Equity International began eying Argentina five years ago, but
the country was still "a bit of a mess" back then, Mr. Heneghan
said, partly because of its history of defaulting on sovereign
debt. Last year, Mr. Zell met with President Macri and was
impressed by his plans, Mr. Heneghan said.
It is too early to gauge how successful Mr. Macri's strategy
will be.
"The question is: are they really on a path to fixing it and
living up to their potential, or could they disappoint," Mr.
Heneghan said.
If Argentina disappoints, the venture has "downside protection"
from the income from the office building and mall, he said. That
net income amounts to a double-digit yield on the venture's
purchase price, he said.
Rukan was the real-estate-development unit of Grupo Pegasus, a
South American investment firm with offices in Buenos Aires and
Bogotá.
Jeronimo Bosch, one of the founders of Pegasus, will continue to
work for ARG Realty as a senior executive on the management team.
Also, some of the original investors in Pegasus, including
Centaurus Capital LP, are participating in the new venture.

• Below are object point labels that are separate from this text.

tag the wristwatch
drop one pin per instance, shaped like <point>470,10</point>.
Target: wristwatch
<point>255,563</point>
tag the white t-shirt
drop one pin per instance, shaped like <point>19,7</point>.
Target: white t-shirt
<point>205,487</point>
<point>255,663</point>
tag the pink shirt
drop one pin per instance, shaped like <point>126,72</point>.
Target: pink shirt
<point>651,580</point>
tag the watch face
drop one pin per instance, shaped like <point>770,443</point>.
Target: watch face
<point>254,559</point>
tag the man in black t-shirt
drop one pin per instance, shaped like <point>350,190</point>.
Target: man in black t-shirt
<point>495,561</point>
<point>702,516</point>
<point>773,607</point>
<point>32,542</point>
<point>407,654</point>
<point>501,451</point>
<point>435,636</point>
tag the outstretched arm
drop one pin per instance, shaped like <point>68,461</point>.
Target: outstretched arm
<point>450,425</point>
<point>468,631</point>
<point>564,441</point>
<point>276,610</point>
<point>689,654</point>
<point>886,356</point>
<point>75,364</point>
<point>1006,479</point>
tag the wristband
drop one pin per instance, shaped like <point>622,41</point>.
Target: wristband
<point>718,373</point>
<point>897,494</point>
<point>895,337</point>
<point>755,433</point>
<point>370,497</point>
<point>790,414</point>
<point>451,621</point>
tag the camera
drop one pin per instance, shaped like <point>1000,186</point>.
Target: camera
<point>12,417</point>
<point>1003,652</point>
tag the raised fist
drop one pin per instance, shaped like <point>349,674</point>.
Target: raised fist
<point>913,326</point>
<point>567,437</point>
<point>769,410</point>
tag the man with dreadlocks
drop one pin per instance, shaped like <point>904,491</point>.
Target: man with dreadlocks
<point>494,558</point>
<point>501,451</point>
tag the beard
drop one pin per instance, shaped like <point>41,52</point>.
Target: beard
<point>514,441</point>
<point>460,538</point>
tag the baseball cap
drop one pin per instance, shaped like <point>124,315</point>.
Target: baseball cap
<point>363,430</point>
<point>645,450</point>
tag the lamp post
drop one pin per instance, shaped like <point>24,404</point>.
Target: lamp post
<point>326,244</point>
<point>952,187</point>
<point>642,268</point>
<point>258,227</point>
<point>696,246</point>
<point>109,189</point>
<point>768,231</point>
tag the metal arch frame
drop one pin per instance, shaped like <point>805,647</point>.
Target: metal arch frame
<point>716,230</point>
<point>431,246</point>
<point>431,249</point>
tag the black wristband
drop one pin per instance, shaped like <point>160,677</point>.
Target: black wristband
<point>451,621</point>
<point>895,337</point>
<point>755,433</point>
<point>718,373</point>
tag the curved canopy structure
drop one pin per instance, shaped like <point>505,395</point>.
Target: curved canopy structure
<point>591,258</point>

About $240 million of the Rukan purchase price is going for
land, the operating business and the two buildings: a 50,000 square
meter (538,000 square foot) office park named Urbana and the 45,000
square meter Tortugas mall north of Buenos Aires. The rest is
capital for future growth in expectation the economy gains
traction.
Mr. Heneghan said the venture is considering investments in all
classes of commercial real estate.
"Office looks interesting. Warehouses look interesting," he
said. "All are benefitting effectively from the same thing:
undersupply."
Write to Peter Grant at peter.grant@wsj.com
(END) Dow Jones Newswires
April 03, 2018 17:38 ET (21:38 GMT)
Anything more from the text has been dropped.